Code Coverage, It’s Exciting!

發行項
01/05/2010

In the recent Star Trek movie, following an on bridge brawl between Kirk and Spock, new arrival Scotty announces “I like this ship, it’s exciting!“. Now replace “this ship” with “debates about code coverage” and you’ll understand the tone of this blog post. As someone new to blogging I feel I can learn a lot from the experts who are already prolifically posting about the creation of quality software. Code Coverage in itself is an interesting topic, but then I came across the series of articles I will present to you and I saw how some of the more well-known bloggers not only post but comment and make their own follow up posts. I thought it might be worth sharing that. Although it starts our a bit contentious, I am most impressed at how the debate among these experienced testers results in a consensus that we all can benefit from.

Herein I will play the role of humble reporter. I will add some of my own perspective to the discussion, but my goal is to present these pieces to you so you can read them, without recreating all their work and debate. I endeavor to give full credit where it is due, I am merely the presenter here…let me know if I forget a critical reference.
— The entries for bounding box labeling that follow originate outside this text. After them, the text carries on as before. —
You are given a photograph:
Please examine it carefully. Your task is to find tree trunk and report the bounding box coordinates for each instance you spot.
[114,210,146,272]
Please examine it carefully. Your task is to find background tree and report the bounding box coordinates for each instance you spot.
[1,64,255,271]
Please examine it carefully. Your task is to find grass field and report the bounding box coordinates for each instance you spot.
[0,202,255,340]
For those pressed for time or of a minimalist bent, simply read the three links in boxes below in order.

Good Intentions

Out story starts with a brief piece in a recent-ish copy of Software Test & Performance Magazine by Chris McMahon and Matt Heusser:

Considering Code Coverage

Go ahead and read it (links in boxes are pretty much must-reads for this blog post to make sense). My take on what the authors are saying here is:

Code Coverage is not an end-all or panacea.
Even with high Code Coverage metrics you still may be missing many vital test cases and scenarios.
The authors make the distinction between
- “as programmed”, which means ensuring the code did as they asked it to do – a developer-centric view
- “fit for use”, which means is the software fit for use by a customer? – a tester-centric view
…and state that high code coverage metrics can tell you about the former, but not about the latter. For that you need “testers to step in and do their thing.”
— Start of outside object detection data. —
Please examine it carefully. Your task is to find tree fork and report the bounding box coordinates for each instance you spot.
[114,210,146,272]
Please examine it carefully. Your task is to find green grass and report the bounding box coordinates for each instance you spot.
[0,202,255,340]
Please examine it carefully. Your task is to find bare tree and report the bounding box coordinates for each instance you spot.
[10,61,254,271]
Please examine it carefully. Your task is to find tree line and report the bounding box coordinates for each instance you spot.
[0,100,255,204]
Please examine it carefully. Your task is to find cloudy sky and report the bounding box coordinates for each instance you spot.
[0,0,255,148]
So far, so good. Interesting stuff and probably good advice, but maybe not the excitement I promised. Well….

Don’t Make Me Angry

How about an Angry Test Architect from Microsoft? Bj Rollison responded to McMahon and Heusser’s piece in his own blog where he says:

“I read a lot of articles, white papers, and books. I like most of what I read, even if I disagree with some of the points being made. I can’t remember ever reading an article on software testing that ever made me angry. I was not angry because of the message of the article. In fact, I think the point the authors are trying to make is valid and I agree with them on their fundamental point. Unfortunately, the article is filled with technical inaccuracies the end message was almost lost.”

Read Bj’s critique here:

Reconsidering Code Coverage

Indeed, true to his word, Rollison seems to agree with the original article saying, “there is no correlation between code coverage and quality, and code coverage measures don’t tell us “how well” the code was tested”. He then goes on to re-state the enumeration of the different types of code coverage that the original piece did, but each with his own take on the definition. I am not sure if he is taking issue with the original author’s definitions, or is simply clarifying these for his own purposes. My primary take-aways from Rollison’s piece are:

The original piece gave an example of Path coverage, that actually illustrated Decision coverage. More specifically Path coverage should treat a compound predicate such as “number(sid) <= 1000000 or number(sid) > 600000” as two paths, not one.
The original article is trying to drive the conclusion that “structural testing misses other problems”, however in Rollison’s estimation the authors provide very poor examples of this. For example the original piece gives the example of re-sizing the window as an area left untested even with 100% code coverage, but Rollison states that this has nothing to do with the structural control flow and is therefore irrelevant.
- Seth’s comment: I liked the examples the original author’s gave as examples of where code coverage fails to tell the whole story. Perhaps they could have worded their framing a bit differently to avoid this issue.
Finally Rollison disputes the author’s conclusion that code coverage can tell you about “how well the developers have tested their code”, instead saying that it tells us what code remains untested and therefore where we may need to focus our investigation for additional testing.
- Seth’s Comment: The actual quote from the original piece was “how well the developers have tested their code, to make sure it’s possible the code can work under certain conditions,” which I think adds a different meaning in context than just the partial quote. In the end I think McMahon and Heusser (based on their article) would agree on the part about additional testing focus as they say, “it’s time for testers to step in and do their thing.”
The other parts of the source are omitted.